Financial Pundit Who Predicted Economic Spike Under Bush Is Back To Dispensing Advice

In 1999, James Glassman and economist Kevin Hassett, who eventually both worked for President George W. Bush, famously wrote a book predicting that the Dow Jones Industrial Average would go to 36,000 within three to five years. Of course, instead of the Dow going on the rocket ride they predicted, the financial crisis sent it spiraling into oblivion, bottoming out at 6,547 in March of 2009.

But with the Dow having climbed to its record high this week, Glassman is back, writing in Bloomberg View today that “Dow 36,000” is achievable “quickly,” as long as a slew of conservative policy ideas are embraced:

To get it, we need policy changes that will create a better environment for businesses to increase revenue, profits and jobs: a rational tax system that keeps rates low and eliminates special deductions and credits;…entitlement reform to bring down costs and provide incentives for productive seniors to keep working; sensible environmental, workplace and financial regulation that allows entrepreneurship to thrive; a K-12 education system that boosts student achievement and holds teachers, administrators and politicians accountable …

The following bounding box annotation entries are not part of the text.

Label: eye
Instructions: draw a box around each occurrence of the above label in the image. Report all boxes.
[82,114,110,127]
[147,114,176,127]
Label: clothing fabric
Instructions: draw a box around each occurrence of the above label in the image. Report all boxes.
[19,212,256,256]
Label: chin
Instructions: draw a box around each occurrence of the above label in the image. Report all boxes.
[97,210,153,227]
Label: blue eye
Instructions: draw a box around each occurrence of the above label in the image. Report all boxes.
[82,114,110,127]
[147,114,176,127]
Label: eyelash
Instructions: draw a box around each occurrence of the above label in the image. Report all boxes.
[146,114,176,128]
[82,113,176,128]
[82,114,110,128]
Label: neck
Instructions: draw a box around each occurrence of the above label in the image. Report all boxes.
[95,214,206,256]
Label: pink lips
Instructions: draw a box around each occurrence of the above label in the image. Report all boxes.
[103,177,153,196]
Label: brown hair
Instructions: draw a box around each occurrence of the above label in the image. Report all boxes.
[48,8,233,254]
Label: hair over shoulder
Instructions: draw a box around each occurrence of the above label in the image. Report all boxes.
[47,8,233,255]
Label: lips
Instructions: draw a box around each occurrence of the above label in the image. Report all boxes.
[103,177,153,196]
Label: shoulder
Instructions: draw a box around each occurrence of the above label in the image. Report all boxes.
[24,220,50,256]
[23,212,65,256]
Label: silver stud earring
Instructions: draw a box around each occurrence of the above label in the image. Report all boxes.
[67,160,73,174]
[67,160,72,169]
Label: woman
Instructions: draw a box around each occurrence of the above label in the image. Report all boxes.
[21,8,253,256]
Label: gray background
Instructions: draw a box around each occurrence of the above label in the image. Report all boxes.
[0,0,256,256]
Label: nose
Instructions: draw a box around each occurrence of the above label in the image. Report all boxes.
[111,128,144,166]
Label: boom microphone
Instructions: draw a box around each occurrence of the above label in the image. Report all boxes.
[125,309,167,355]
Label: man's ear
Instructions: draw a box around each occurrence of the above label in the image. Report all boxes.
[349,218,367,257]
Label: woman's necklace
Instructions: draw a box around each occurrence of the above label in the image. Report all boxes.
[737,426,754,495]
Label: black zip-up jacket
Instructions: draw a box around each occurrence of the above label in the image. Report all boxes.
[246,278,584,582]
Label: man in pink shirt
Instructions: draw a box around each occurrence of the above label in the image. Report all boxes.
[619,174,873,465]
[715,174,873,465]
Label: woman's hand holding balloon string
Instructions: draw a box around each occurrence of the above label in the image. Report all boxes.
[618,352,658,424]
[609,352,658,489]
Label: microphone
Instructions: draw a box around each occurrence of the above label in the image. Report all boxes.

Chime in and make your own list, because it’s time to focus on what counts in an economy: growth. Even with relatively high risk aversion (let’s say, what we have now), faster growth would significantly increase stock prices.

How fast can the U.S. grow? Four percent is attainable, but I’d settle for 3 percent. Get there quickly, and we’ll get to Dow 36,000 quickly, too.

When asked if he feels “the need to apologize to someone who read your book, went in and got creamed,” Glassman replied, “Absolutely not.” Former Reagan and George H.W. Bush administration economist Bruce Bartlett had, perhaps, the most proper reaction to Glassman’s new prediction: “Nitwit Jim Glassman is again predicting that the Dow will reach 36,000. Time to sell everything?


Glassman proves, like many before him, that those clinging to the economic ideology of the Bush years feel no need to grapple with the economic catastrophe Bush left in his wake. And of course, the stock market’s recent meteoric rise has had little benefit for workers in the real economy.

Glassman is now the executive director of the George W. Bush Institute.